Johan Andre Forfang wygrał w Wiśle piątkowy prolog rozgrywany w ramach Letniego Grand Prix w skokach narciarskich. Najlepszym z Polaków okazał się być Kamil Stoch.
Nie było konieczności rozgrywania kwalifikacji. Do rywalizacji zgłoszono bowiem 47 zawodników. W tym gronie zabrakło lidera klasyfikacji generalnej – Stefan Krafta (Austria). Okazał się być on najlepszym w konkursach rozgrywanych w Courchevel.
Do piątkowego prologu przystąpili najlepsi polscy zawodnicy. W mocnym składzie zjawili się też Norwegowie, Słoweńcy i Japończycy. Swoich najlepszych zawodników wysłały też słabsze reprezentacje – Szwajcarzy, Włosi, Amerykanie i Kazachowie. Zawodnicy zmagać musieli się z obficie padającym deszczem.
Kibiców emocjonować mogły skoki Kamila Stocha, który nie pojawił się w zawodach inaugurujących tegoroczną rywalizację. Do nowego sezonu zawodnik ten przygotowuje się indywidualnie. Jego trenerem został były szkoleniowiec polskiej reprezentacji – Michał Dolezal. Stoch w swoim skoku lądował na 128 metrze. Dawało mu to więc prowadzenie z dorobkiem 127,5 pkt. Ostatecznie jednak zajął on 6. miejsce.
O miano najlepszego z Polaków powalczyć mogli też jednak – Dawid Kubacki i Aleksander Zniszczoł. Prezentowali się oni z dość dobrej strony podczas swoich prób treningowych. W pierwszej sesji treningowej znaleźć zdołali się oni w czołowej trójce.
Najlepszym z Polaków okazał się być wspomniany Stoch. Słabiej spisali się bowiem wspominani – Kubacki (125 m) i Zniszczoł (120,5 m). Sklasyfikowanymi zostali oni na 12. i 14. miejscu. Wynik Kubackiego mógł być nieco lepszy. Polak otrzymał niskie noty od sędziów, gdyż w końcowej fazie lotu musiał ratować się przed upadkiem.

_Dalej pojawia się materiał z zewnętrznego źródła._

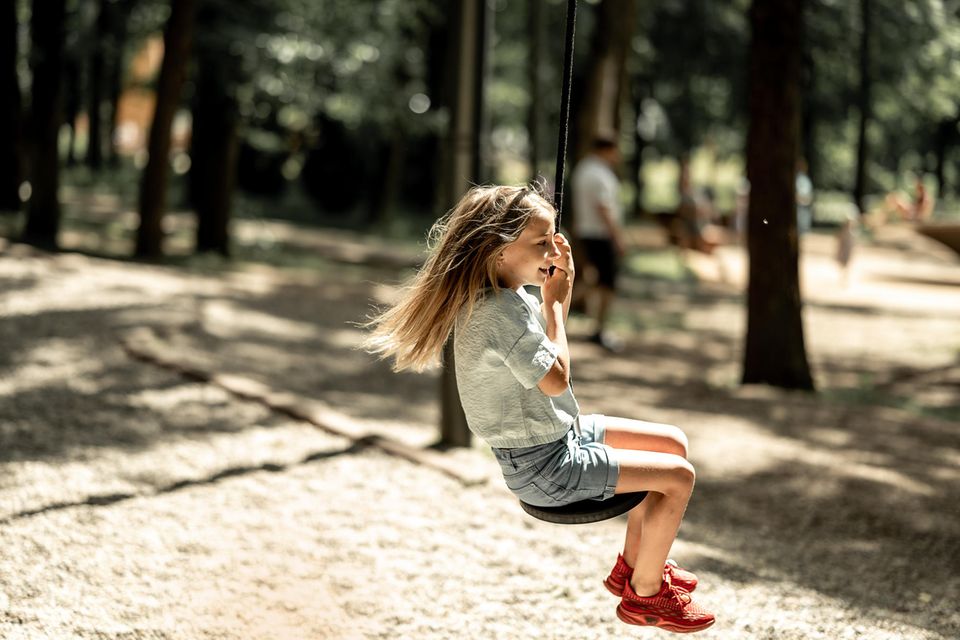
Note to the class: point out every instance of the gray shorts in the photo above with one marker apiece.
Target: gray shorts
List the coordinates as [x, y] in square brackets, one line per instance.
[573, 468]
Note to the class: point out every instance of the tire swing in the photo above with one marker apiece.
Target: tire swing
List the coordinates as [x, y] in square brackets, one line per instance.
[583, 511]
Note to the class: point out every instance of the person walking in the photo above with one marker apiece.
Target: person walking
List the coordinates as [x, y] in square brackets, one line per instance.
[598, 223]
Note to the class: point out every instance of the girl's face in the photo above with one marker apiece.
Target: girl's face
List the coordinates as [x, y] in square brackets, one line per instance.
[527, 260]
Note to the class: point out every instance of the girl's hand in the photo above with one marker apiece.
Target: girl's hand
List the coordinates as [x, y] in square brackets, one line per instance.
[558, 284]
[565, 261]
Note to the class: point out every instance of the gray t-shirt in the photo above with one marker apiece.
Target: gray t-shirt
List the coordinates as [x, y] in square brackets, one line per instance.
[501, 354]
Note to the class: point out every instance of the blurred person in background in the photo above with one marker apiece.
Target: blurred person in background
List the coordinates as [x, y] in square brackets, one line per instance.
[598, 223]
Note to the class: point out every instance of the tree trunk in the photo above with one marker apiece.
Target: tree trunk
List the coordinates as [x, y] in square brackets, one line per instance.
[467, 58]
[119, 13]
[10, 117]
[775, 352]
[95, 88]
[177, 39]
[47, 34]
[599, 112]
[640, 90]
[944, 139]
[535, 29]
[808, 121]
[71, 102]
[865, 104]
[215, 147]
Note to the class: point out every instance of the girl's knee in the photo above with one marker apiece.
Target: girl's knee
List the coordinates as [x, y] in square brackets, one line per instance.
[683, 477]
[682, 442]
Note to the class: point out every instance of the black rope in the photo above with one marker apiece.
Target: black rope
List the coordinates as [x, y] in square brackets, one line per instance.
[565, 108]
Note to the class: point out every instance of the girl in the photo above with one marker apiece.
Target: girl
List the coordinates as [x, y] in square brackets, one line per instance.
[513, 373]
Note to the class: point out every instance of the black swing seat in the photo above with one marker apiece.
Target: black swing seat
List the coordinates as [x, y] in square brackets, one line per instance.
[586, 511]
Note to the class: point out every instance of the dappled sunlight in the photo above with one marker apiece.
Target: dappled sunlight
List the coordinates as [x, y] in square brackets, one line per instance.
[53, 361]
[225, 320]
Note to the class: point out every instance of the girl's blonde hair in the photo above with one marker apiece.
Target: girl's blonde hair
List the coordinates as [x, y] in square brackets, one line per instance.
[464, 246]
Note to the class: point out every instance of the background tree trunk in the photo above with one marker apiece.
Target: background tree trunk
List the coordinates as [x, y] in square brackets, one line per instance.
[215, 146]
[119, 13]
[95, 87]
[864, 103]
[10, 116]
[47, 34]
[468, 53]
[599, 112]
[177, 38]
[775, 352]
[535, 29]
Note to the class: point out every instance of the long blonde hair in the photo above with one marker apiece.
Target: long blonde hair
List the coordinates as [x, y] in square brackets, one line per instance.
[464, 246]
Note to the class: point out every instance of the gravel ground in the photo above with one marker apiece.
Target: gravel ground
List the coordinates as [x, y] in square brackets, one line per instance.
[135, 503]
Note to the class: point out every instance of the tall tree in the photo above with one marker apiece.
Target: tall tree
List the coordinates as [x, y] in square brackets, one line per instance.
[536, 37]
[599, 109]
[10, 116]
[177, 38]
[864, 103]
[775, 353]
[47, 35]
[467, 54]
[95, 88]
[214, 138]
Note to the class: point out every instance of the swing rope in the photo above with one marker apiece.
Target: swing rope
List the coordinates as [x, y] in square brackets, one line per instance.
[591, 510]
[565, 108]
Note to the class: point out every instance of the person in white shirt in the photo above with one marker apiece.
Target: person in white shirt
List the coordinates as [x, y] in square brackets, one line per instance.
[598, 223]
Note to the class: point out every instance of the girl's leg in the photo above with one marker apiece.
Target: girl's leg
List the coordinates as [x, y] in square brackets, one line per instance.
[669, 479]
[623, 433]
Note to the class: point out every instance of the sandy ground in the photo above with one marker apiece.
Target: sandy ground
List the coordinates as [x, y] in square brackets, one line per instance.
[135, 503]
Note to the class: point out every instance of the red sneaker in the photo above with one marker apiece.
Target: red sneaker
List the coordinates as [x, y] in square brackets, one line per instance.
[670, 609]
[621, 572]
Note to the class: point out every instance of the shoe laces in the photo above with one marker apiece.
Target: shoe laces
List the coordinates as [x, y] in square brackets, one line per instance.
[678, 594]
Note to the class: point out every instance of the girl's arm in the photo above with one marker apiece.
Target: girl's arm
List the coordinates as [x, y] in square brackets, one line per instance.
[556, 307]
[557, 379]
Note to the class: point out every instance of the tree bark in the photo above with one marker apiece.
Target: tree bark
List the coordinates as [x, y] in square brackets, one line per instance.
[43, 211]
[11, 172]
[215, 146]
[119, 17]
[467, 54]
[177, 39]
[599, 112]
[535, 29]
[864, 101]
[775, 353]
[95, 88]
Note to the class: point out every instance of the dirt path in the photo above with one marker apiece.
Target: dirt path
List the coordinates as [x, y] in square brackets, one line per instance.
[137, 504]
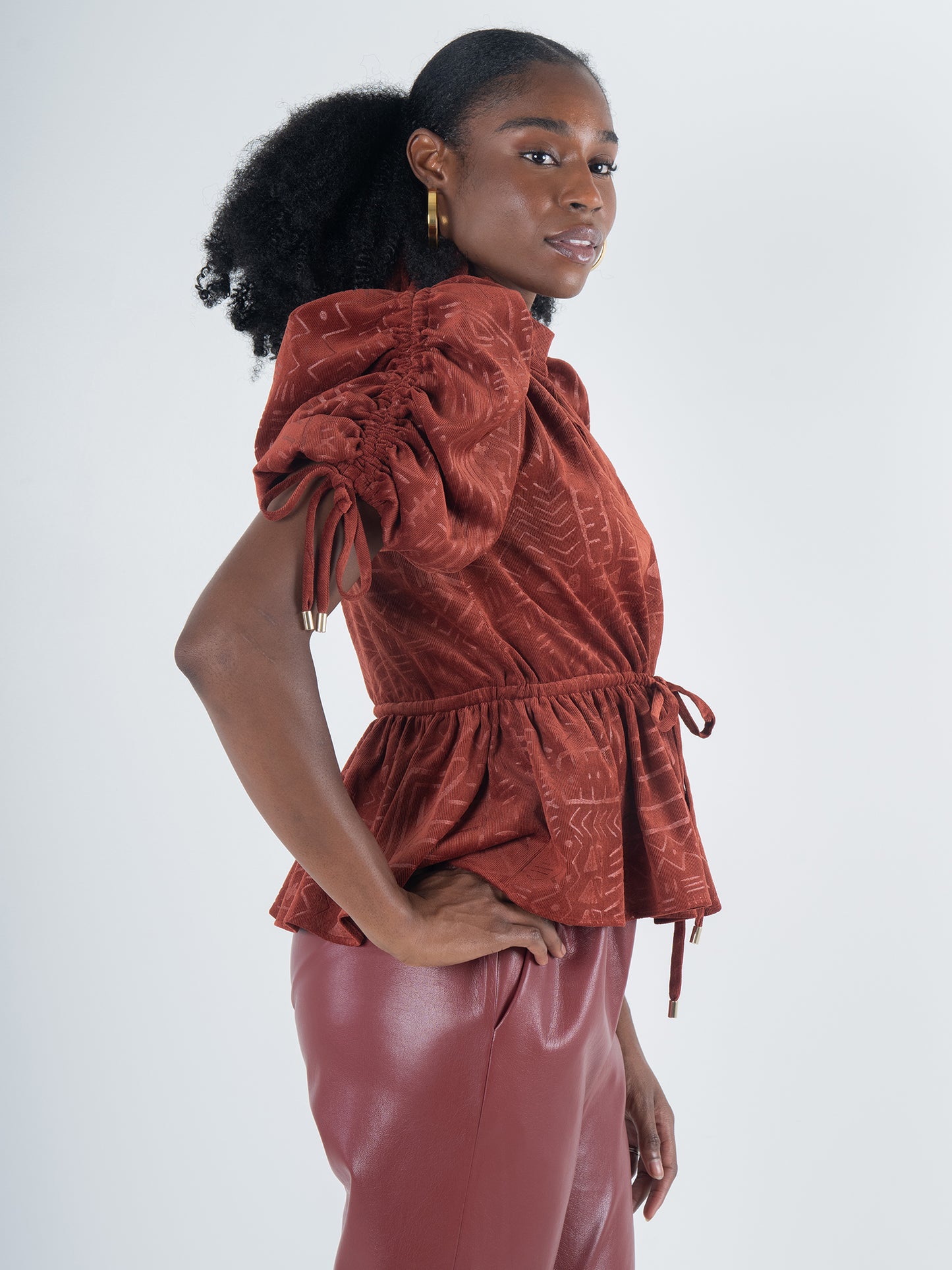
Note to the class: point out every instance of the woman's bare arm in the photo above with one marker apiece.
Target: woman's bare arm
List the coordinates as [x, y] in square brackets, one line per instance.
[246, 653]
[249, 660]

Zwycięzcą piątkowej sesji okazał się być Johan Andre Forfang. Norweski zawodnik uzyskał 129,5 metra. Wynik ten dał mu wygraną z dorobkiem 135 pkt.
Na starcie znaleźli się też inni polscy skoczkowie – 8. Paweł Wąsek (124 m), 10. Jakub Wolny (121,5 m), 15. Maciej Kot (124 m), 31. Kacper Juroszek (112 m) i 42. Adam Niżnik (115 m).
Początek sobotniego konkursu od 15:00.